第41章 絶対的な『王』の名は
「?お前らも知ってるだろ?」
「あ…いや…えっと…」
「…まぁいい。長引いた抗争はどっちが勝ったとも言えねぇ…東卍と天竺の合併で手打ちとなって幕を閉じる」
「(東卍が天竺と和解した…?)」
「トップに佐野万次郎、ナンバー2に稀咲鉄太、ナンバー3に黒川イザナ。史上最悪の愚連隊が誕生した」
「あの…一つ聞いてもいいですか?」
「何だ」
「稀咲は既に死んでいます。
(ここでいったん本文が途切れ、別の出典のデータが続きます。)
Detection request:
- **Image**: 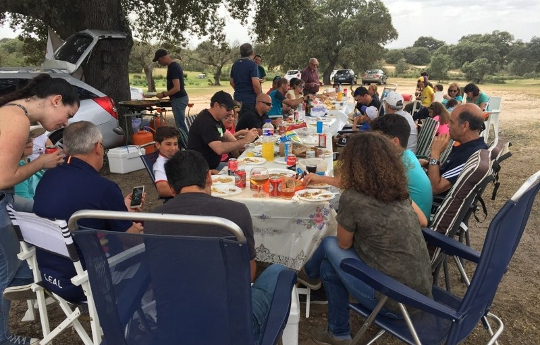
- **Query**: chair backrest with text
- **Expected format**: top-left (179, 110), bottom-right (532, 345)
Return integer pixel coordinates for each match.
top-left (70, 211), bottom-right (294, 345)
top-left (7, 205), bottom-right (101, 345)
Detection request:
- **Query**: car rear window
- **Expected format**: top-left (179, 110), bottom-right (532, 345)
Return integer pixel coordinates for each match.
top-left (54, 33), bottom-right (92, 64)
top-left (0, 78), bottom-right (99, 100)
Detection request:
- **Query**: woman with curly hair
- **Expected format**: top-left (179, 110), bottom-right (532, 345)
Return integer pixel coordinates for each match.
top-left (298, 132), bottom-right (432, 344)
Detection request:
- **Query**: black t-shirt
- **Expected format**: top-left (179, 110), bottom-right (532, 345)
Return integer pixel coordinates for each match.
top-left (144, 193), bottom-right (257, 260)
top-left (235, 108), bottom-right (269, 131)
top-left (188, 109), bottom-right (225, 169)
top-left (167, 62), bottom-right (187, 98)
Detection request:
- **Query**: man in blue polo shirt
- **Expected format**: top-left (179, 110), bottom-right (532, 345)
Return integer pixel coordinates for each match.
top-left (34, 121), bottom-right (143, 302)
top-left (422, 103), bottom-right (487, 195)
top-left (230, 43), bottom-right (261, 117)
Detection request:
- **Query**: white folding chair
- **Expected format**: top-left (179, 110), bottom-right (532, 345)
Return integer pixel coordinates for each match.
top-left (482, 97), bottom-right (502, 143)
top-left (7, 205), bottom-right (102, 345)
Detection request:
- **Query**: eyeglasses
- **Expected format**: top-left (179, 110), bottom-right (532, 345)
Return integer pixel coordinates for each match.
top-left (219, 104), bottom-right (234, 111)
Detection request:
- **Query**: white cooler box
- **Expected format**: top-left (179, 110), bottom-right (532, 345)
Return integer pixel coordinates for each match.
top-left (107, 145), bottom-right (144, 174)
top-left (281, 286), bottom-right (300, 345)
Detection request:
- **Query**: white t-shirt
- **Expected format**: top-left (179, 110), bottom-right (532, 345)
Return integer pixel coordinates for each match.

なら稀咲がいなくなったナンバー2の席は空席のままなんですか?それとも別の誰かが?」
「……………」
素朴な疑問を投げかけてみると、大寿は訝しげに顔をしかめ、こう言った。
「本当に死んだのか?」
「え?」
「稀咲は本当に死んだのか?橘ナオト」
「…タケミチ君、カノさん。黒川イザナの事を調べました。黒川はどうやら警察に顔が利く」
「え?」
「黒川は予想以上の大物です」
「どういうこと…?」
「稀咲を"死人"にした。そうだろう?」
「!!」
大寿の意味深な言葉の真意を理解した。カノは"まさか…"と云うような焦り顔で狼狽える。
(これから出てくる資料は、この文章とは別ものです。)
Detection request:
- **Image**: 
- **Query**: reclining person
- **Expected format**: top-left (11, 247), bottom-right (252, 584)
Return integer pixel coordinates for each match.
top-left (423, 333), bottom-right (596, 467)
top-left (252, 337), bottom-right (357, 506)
「殺人、傷害、窃盗…様々な嫌疑をかけられている稀咲を海外に逃がし、"死体"を用意して、それを"稀咲"に偽装した」
「そんな…バカな」
「じゃあ…稀咲は…」
「生きてます」
「(まさか稀咲が生きてるなんて…)」
「佐野は死んじまった。そして稀咲は海外。実質、今の東卍のトップは黒川イザナだ」
封筒の中に入っていたイザナの写真を手に取ったタケミチは信じられないと云うような顔と声で言う。
「こいつが…?東卍のトップ!?なんでこんな奴が…」
「わからない。ただ…佐野はイザナに龍宮寺堅以上の絶大な信頼を置いていた」
「ドラケン君より!?」
「っ、誰か来る…!」
誰よりも早く、人の気配を感じ取ったカノの言葉を聞き、タケミチ達は顔をそっちに向ける。
「これはこれは。元上司の二人がコソコソと密談か?くせぇな…」
「え!?」
「(青宗くんと一くん!?)」
部下を引き連れてやって来たのはイヌピーとココだった。タケミチは咄嗟にカノを庇うように背中に隠す。